A benefício de inventário, conta-se em mais de um milhar os edifícios com interesse patrimonial existentes no centro histórico. Mercê de um trabalho sistemático, levado a cabo pelos técnicos do IPHAN, muitos edifícios foram objecto de reabilitação, achando-se alguns deles afectados actualmente a funções museológicas.

Uma das muitas ladeiras de Ouro Preto, Minas Gerais

Uma das muitas ladeiras de Ouro Preto, Minas Gerais

Um bom exemplo é o Museu da Inconfidência Mineira, instalado na antiga Casa de Câmara e Cadeia, na central Praça Tiradentes.
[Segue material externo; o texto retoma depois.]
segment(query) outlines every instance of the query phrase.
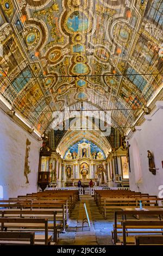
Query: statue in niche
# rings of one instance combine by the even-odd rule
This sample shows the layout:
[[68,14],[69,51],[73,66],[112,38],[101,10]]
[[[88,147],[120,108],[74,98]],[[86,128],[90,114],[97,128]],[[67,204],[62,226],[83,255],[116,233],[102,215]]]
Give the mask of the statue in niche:
[[86,157],[86,149],[85,148],[83,149],[82,156],[83,157]]
[[150,150],[147,150],[148,163],[149,163],[149,170],[151,172],[153,175],[156,174],[156,168],[154,162],[153,155]]
[[29,147],[30,145],[31,142],[29,141],[28,139],[26,140],[26,155],[25,155],[25,163],[24,163],[24,174],[26,178],[26,184],[29,183],[29,180],[28,178],[28,174],[30,173],[30,170],[29,168],[29,163],[28,157],[29,157],[29,152],[30,151],[30,148]]

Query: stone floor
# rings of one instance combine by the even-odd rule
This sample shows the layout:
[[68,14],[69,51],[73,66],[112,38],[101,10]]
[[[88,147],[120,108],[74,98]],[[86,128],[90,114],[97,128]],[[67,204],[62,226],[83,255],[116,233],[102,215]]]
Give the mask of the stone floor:
[[[84,209],[85,203],[90,221],[90,230],[86,227],[82,231],[82,221],[85,216]],[[113,215],[104,220],[90,196],[80,197],[71,214],[68,228],[64,234],[60,234],[58,245],[112,245],[111,230],[112,229]],[[87,225],[85,223],[85,226]]]

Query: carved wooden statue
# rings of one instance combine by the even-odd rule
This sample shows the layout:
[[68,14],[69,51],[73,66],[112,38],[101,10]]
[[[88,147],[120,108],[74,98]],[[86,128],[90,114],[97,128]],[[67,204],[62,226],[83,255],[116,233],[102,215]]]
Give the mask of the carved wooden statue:
[[26,183],[29,183],[29,180],[28,178],[28,174],[30,173],[30,170],[29,168],[29,163],[28,157],[29,157],[29,152],[30,151],[30,147],[29,147],[30,145],[31,142],[29,141],[28,139],[27,139],[26,141],[26,155],[25,155],[25,163],[24,163],[24,174],[26,178]]
[[149,172],[151,172],[153,175],[155,175],[156,168],[155,167],[153,154],[149,150],[147,150],[147,152],[149,162]]

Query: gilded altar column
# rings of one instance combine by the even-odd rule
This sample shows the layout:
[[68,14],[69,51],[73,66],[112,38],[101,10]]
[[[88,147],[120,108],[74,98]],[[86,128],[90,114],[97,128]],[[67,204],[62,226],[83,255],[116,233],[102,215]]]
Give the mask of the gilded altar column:
[[91,162],[90,166],[90,178],[93,179],[93,163]]
[[79,179],[79,164],[76,166],[76,179]]
[[58,179],[59,170],[58,170],[58,160],[56,161],[56,172],[57,172],[57,180]]
[[66,181],[66,166],[65,164],[64,164],[64,180],[65,182]]
[[75,163],[73,164],[73,179],[76,179],[76,165]]
[[105,163],[105,169],[106,170],[106,181],[108,181],[108,163]]
[[117,165],[118,169],[118,174],[122,175],[122,164],[121,164],[121,156],[117,156]]
[[63,181],[64,180],[64,164],[61,164],[61,181]]
[[49,172],[49,159],[50,157],[46,157],[46,171]]

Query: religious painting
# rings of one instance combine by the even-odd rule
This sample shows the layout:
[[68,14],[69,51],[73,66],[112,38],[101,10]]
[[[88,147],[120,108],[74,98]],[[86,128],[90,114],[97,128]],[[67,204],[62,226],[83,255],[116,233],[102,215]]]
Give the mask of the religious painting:
[[70,166],[68,166],[66,168],[66,176],[70,178],[71,176],[71,168]]
[[86,163],[83,163],[80,165],[80,174],[87,175],[89,174],[89,167]]
[[128,164],[127,156],[121,156],[122,172],[123,179],[129,179]]

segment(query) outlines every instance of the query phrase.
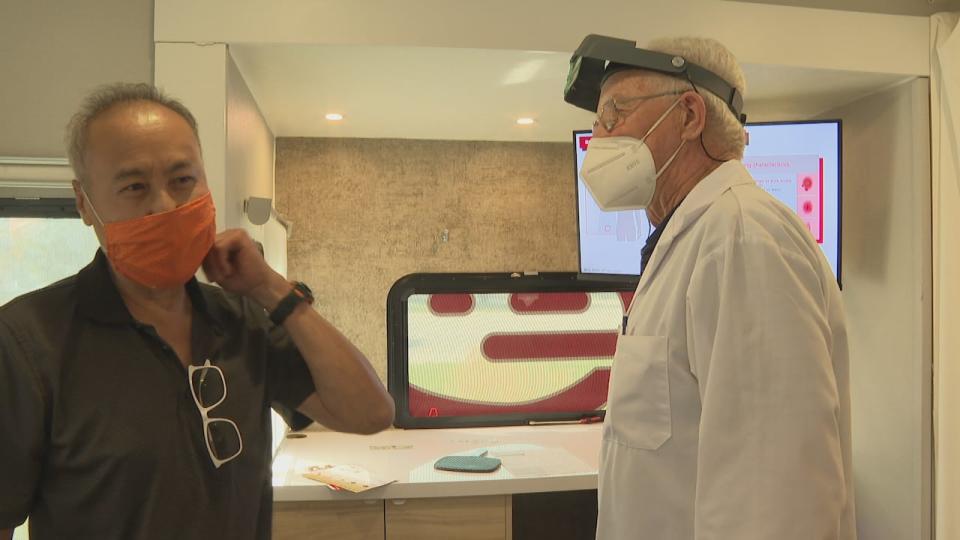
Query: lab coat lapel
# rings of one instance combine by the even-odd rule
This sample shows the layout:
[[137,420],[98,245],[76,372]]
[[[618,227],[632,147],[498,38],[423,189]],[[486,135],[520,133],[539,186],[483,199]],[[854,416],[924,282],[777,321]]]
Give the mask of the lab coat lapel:
[[753,177],[750,176],[742,162],[731,160],[717,167],[694,186],[687,198],[677,208],[677,212],[670,218],[670,222],[667,223],[667,229],[663,231],[663,236],[657,242],[657,247],[653,250],[647,268],[644,269],[643,276],[637,284],[637,294],[634,298],[640,296],[655,278],[662,261],[669,255],[674,240],[678,236],[690,228],[727,190],[734,186],[754,182]]

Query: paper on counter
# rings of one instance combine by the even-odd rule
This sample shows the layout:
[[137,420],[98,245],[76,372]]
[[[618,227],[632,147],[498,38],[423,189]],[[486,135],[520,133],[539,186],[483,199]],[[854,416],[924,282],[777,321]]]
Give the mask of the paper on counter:
[[396,482],[374,478],[370,471],[356,465],[315,465],[303,473],[303,476],[327,484],[332,489],[345,489],[353,493],[362,493]]

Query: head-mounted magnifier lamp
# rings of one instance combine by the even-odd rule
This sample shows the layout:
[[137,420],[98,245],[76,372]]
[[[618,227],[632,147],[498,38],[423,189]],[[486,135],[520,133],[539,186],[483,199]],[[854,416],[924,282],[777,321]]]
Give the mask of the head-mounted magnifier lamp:
[[563,99],[572,105],[596,112],[600,88],[607,77],[624,69],[647,69],[690,81],[696,88],[705,88],[715,94],[740,120],[743,114],[743,96],[716,73],[682,56],[637,48],[637,42],[590,34],[570,58],[570,71],[563,90]]

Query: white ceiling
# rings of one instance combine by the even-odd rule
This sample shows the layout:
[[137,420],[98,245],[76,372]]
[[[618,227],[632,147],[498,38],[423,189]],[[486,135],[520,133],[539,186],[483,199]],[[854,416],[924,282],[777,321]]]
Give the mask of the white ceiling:
[[941,11],[960,10],[960,0],[734,0],[753,4],[775,4],[888,15],[929,16]]
[[[924,0],[925,1],[925,0]],[[592,115],[563,101],[569,55],[490,49],[231,45],[279,137],[569,141]],[[750,121],[803,119],[902,75],[745,65]],[[344,115],[332,123],[330,112]],[[532,126],[516,119],[532,117]]]

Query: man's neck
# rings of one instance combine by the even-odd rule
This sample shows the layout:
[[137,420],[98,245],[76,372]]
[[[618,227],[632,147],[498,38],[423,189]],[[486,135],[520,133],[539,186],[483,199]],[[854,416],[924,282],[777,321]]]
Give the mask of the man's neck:
[[695,153],[687,160],[678,156],[657,181],[657,192],[647,207],[647,219],[650,223],[659,227],[664,218],[680,206],[693,188],[720,165],[722,162],[714,161],[702,153]]
[[156,325],[189,314],[190,298],[184,286],[152,289],[117,272],[112,264],[110,273],[120,297],[135,319]]

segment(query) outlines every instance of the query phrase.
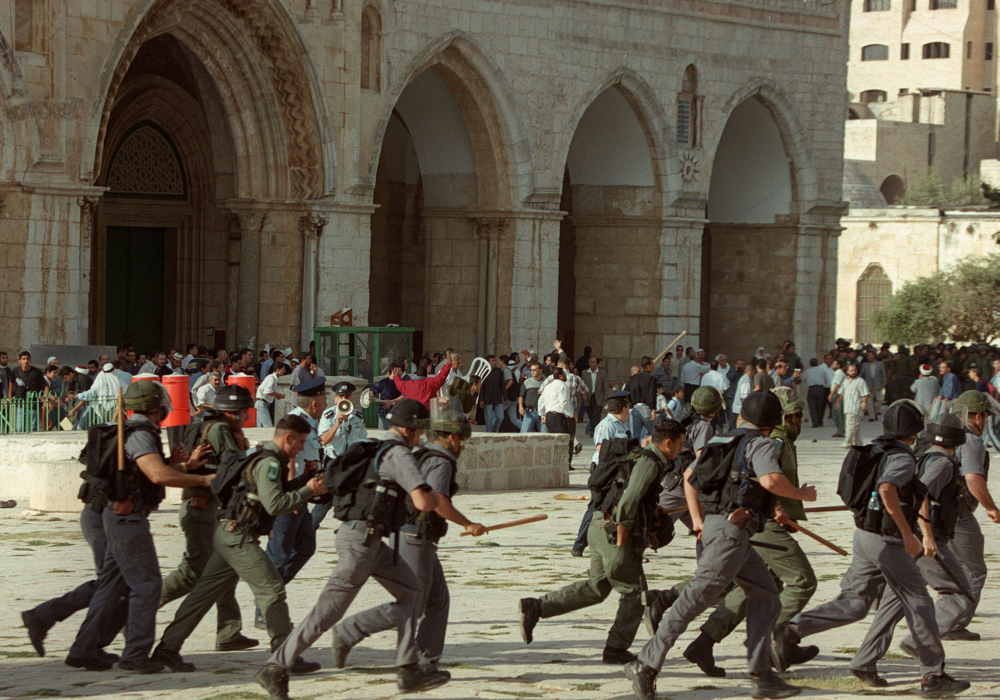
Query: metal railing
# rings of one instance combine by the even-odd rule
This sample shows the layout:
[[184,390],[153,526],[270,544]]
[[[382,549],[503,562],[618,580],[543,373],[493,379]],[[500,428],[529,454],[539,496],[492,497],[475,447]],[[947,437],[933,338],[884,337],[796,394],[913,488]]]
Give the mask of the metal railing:
[[69,394],[30,393],[23,399],[0,399],[0,434],[86,430],[115,419],[117,396],[78,401]]

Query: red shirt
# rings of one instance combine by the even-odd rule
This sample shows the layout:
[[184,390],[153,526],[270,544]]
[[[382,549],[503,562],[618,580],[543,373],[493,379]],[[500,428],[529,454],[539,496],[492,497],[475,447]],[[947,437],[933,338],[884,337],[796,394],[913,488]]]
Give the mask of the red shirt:
[[428,377],[427,379],[402,379],[400,377],[393,377],[392,382],[399,389],[400,394],[408,399],[415,399],[430,408],[431,399],[441,391],[441,387],[448,381],[450,373],[451,363],[448,363],[433,377]]

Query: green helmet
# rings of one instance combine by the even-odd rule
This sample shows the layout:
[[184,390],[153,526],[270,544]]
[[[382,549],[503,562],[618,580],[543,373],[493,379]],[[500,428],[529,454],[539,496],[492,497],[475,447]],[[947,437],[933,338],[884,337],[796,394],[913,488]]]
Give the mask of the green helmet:
[[781,401],[781,410],[786,416],[794,416],[806,410],[806,402],[802,400],[795,389],[790,386],[779,386],[774,389],[775,395]]
[[126,411],[138,411],[145,413],[154,408],[162,408],[166,414],[170,414],[170,395],[163,385],[152,380],[141,380],[133,382],[125,390],[122,396]]
[[955,399],[955,408],[965,408],[968,413],[972,414],[989,413],[992,407],[983,392],[970,389]]
[[714,386],[699,387],[691,395],[691,407],[703,416],[717,413],[723,403],[722,394]]

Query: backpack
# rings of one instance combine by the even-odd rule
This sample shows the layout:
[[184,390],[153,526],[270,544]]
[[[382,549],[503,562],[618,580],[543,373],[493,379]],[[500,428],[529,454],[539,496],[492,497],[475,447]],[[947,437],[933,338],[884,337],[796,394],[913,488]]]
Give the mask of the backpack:
[[[227,509],[233,500],[246,470],[263,456],[264,450],[261,447],[229,451],[225,454],[212,480],[212,494],[218,497],[223,509]],[[242,491],[245,492],[246,489]]]
[[587,479],[587,486],[593,493],[594,510],[608,512],[618,504],[628,486],[632,468],[643,454],[652,456],[648,449],[639,448],[635,438],[614,438],[601,443],[597,465]]

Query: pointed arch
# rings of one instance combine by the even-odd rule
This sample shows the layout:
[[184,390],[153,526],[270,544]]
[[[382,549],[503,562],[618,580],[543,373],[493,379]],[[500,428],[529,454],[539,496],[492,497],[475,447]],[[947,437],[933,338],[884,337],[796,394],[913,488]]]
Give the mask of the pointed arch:
[[621,92],[645,131],[660,200],[658,202],[659,208],[661,211],[665,211],[667,205],[676,198],[681,189],[680,168],[673,130],[663,105],[653,89],[635,71],[624,66],[620,66],[606,75],[577,103],[567,128],[562,132],[556,150],[554,162],[561,165],[558,170],[560,177],[569,161],[573,136],[580,126],[583,115],[586,114],[594,101],[610,88]]
[[82,178],[93,181],[101,171],[118,90],[139,48],[160,34],[173,35],[192,51],[218,88],[238,148],[239,196],[315,199],[336,190],[332,126],[316,69],[277,0],[143,0],[137,5],[101,72]]
[[534,189],[531,148],[513,89],[476,42],[453,31],[431,42],[400,71],[386,93],[371,133],[367,162],[359,163],[359,182],[372,191],[386,128],[406,87],[433,70],[455,95],[473,138],[479,174],[480,206],[509,207]]
[[[754,78],[737,90],[721,110],[718,128],[709,141],[706,139],[706,176],[705,187],[712,181],[712,170],[715,166],[715,156],[719,150],[722,134],[726,130],[733,111],[750,98],[757,99],[771,113],[785,153],[789,158],[792,173],[792,213],[809,211],[819,199],[819,178],[816,173],[816,163],[813,157],[812,143],[809,131],[801,113],[792,99],[777,83],[768,78]],[[706,190],[706,195],[708,194]]]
Outro edifício emblemático, a merecer a admiração dos visitantes, é a Casa dos Contos, um magnífico solar oitocentista de claro perfil português.

A Casa da Baronesa, na Praça Tiradentes, que acolhe actualmente os serviços locais do IPHAN, deve também ser incluída no roteiro, assim como o Teatro Municipal ou a casa de Tomás António Gonzaga (rebelde do movimento independentista da Inconfidência Mineira, exilado depois em Moçambique), onde funciona a Secretaria do Turismo.

Aliás, uma das imagens mais fortes de Ouro Preto é a que evidencia a presença fértil de bons exemplares arquitectónicos e de ruelas que evocam as atmosferas urbanas de algumas povoações do Norte de Portugal.

Caminhe-se, por exemplo, a passo brando pela Rua Direita ou pela Rua da Bobadela, onde nasceu Marília de Dirceu, a musa inspiradora do Tomás António Gonzaga: é uma das muitas artérias onde nos podemos deixar submergir na harmoniosa, cadenciada convivência de sobrados rejuvenescidos e velhas calçadas de pedra.

TURISMO EM OURO PRETO

Este é um guia prático para viagens de turismo a Ouro Preto, com informações sobre a melhor época para visitar, como chegar, pontos turísticos, os melhores hotéis e sugestões de atividades nas cidades históricas de Minas Gerais.

Como chegar

COMO CHEGAR A OURO PRETO

Voar para o Rio de Janeiro ou Belo Horizonte, esta última capital do Estado de Minas Gerais e com fácil acesso a Ouro Preto. Do Rio de Janeiro partem autocarros diários para Ouro Preto; a viagem dura cerca de 5 horas. A alternativa de alugar um automóvel concede, obviamente, maior liberdade de movimentos, mas só se aconselha a quem se sentir à vontade nos meandros do trânsito de saída da cidade carioca.

Onde ficar

ONDE DORMIR

Não faltam opções de hotéis e pousadas em edifícios coloniais de Ouro Preto: Listam-se, apenas, três desses exemplos: Hotel Pousada Solar da Ópera, na Rua Conde de Bobadela 79; Hotel Colonial, Travessa Padre Camilo Veloso 26; Pousada Minas Gerais, Rua Xavier da Veiga 303.

Hotéis em Ouro Preto

Gastronomia

RESTAURANTES

O restaurante Casa do Ouvidor, na Rua Conde de Bobadela, é um dos mais prestigiados de Ouro Preto; aí, na acolhedora sala do primeiro andar de um velho sobrado, podem ser degustadas algumas das especialidades gastronómicas mineiras, como o frango com quiabos e a saborosa couve mineira, assim como as boas cachaças produzidas na região.

informações úteis

INFORMAÇÕES ÚTEIS

Há disponível no Brasil uma reedição do Guia de Ouro Preto, escrito pelo poeta Manuel Bandeira (que foi técnico do IPHAN). É uma publicação preciosa, que contém abundante informação sobre o património arquitectónico, religioso e artístico da cidade.